Monday, June 07, 2004

Ronald Reagan on Hans Urs von Balthasar . . .

No kidding: on June 15, 1989, President Ronald Reagan became the sixth American president to be inducted into the French Academy-- an event that went almost unnoticed in both the religious and secular press. The text of his speech, a eulogy to his predecessor, Cardinal Hans Urs von Balthasar, went completely unreported. It is entitled: "If I Had Known Von Balthasar." The text can be found in the review, 30 Days (July-August, 1989, pp. 41-42). Here are the first two paragraphs:
I did not come to talk about my entering but another's passing. On June 26 of last year, my predecessor in this academy, the Swiss theologian Hans Urs von Balthasar died, two days before he was to become a cardinal. God called Father von Balthasar to a more eternal and exalted position.
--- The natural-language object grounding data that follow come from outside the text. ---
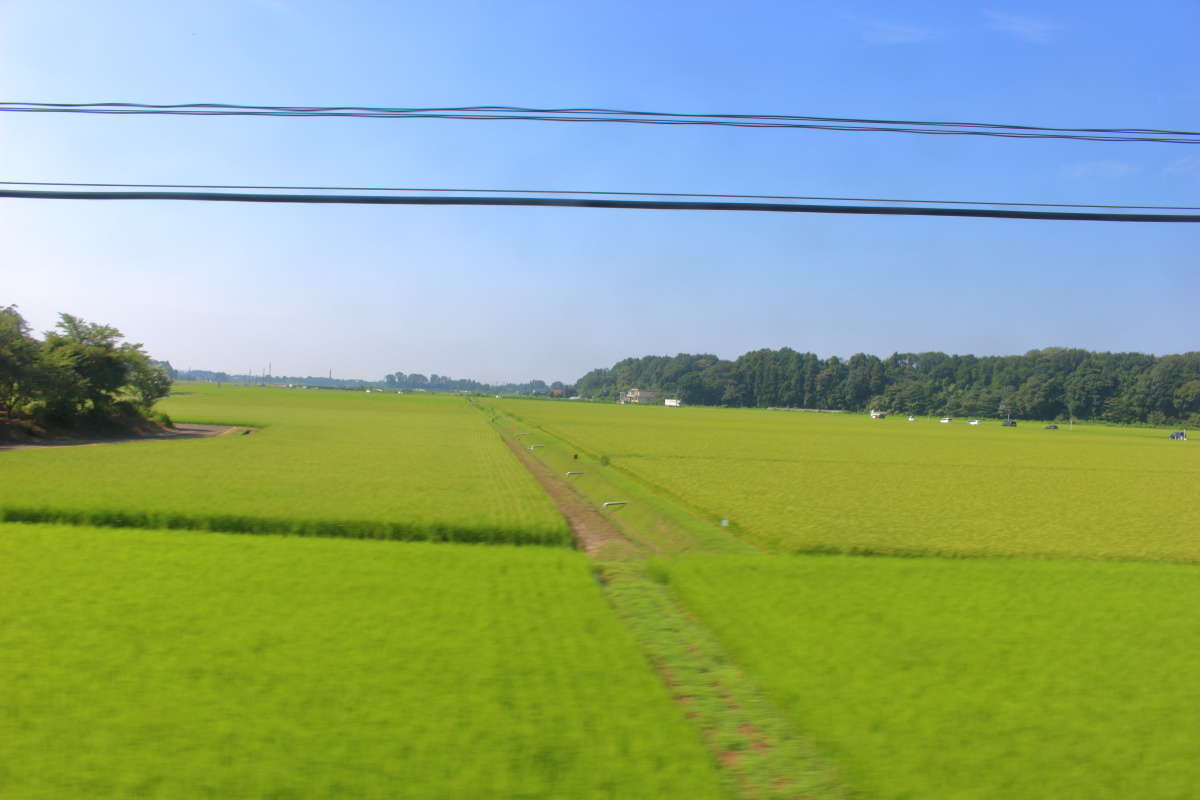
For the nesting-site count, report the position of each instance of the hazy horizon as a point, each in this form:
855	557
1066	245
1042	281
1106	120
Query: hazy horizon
505	294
Someone once remarked that if German theolgians saw two doors, one marked "Heaven" and othe other marked "Discussion on Heaven," they would go in the second. There is no doubt in my mind which one the Swiss father would enter. He loved knowledge because it led to the Lord.
The text of Reagan's speech is also reproduced in a book by Harry E. Winter, O.M.I., Dividing or Strengthening? Five Ways of Christianity, "Appendix: Ronald Reagan's Induction Speech Into the French Academy: 'If I Had Known Von Balthasar,'" pp. 173-177.